すぐに彼女は胸元をつかむと、そこにあるはずの『もの』がないことに気が付く。
(首飾りが、ない)
リルフェーニは慌てて立ち上がり辺りを見回すが、ソファや床の上にそれらしい影はない。
あの首飾りは、彼女がいつも肌身離さず持っていたものだ。食事の時も寝る時も、水浴びをする時でさえ外したことはなかった。
考えられる可能性は、一つ。
(どこかに・・・落とした)
最後に首飾りを見たのは、畑で考え事をしていた時だ。家の中に無いのなら、シェスカと共に帰路につく途中で落としたに違いない。
(どうしよう)
リルフェーニは悩んだ。今すぐにでも探しに行きたいが、夜に外を出歩くのはシェスカに厳しく止められている。そしてそれが実際に危険な行為であることも知っている。
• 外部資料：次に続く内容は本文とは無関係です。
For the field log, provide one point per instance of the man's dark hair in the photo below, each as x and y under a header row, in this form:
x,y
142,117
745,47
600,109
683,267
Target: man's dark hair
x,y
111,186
おまけに、探さなければならないのは小さな首飾りだ。この暗闇の中でそれを見つけるのは非常に難しい。
冷静に考えれば、彼女がとるべき行動は日が昇るまでで待つことだろう。
(でも・・・)
家から畑までの道のりのどこかに落ちていることはわかっている。くわえて道中はそれほど長い道のりではない。往復すれば見つからないことはないだろう。
(・・・それに)
リルフェーニは、ちらりとシェスカのいる部屋の扉を見た。
三度の飯より研究をとる彼女は、一度自室に籠ると半日は出てこない。この調子では朝まであの扉が開くことはないはずだ。
(少しぐらいなら)
リルフェーニは、決心した。
◆
「そうかい。ようやくこの村を出られるんだね」
食卓を囲む中、バンゼの妻、ミレナは青年の話を聞くなり安どの表情を浮かべる。
「短い間でしたが、お二人にはお世話になりました」
「いいっていいって。ついていけることになって良かったな」
「ええ」
昼間、広場に停泊していた馬車の持ち主に話を持ち掛けたところ、荷物番を引き受けることを条件に同乗させてもらえることになった。交渉成立の裏には、それまでの青年の様子を村で一番見てきたバンゼの後押しもあった。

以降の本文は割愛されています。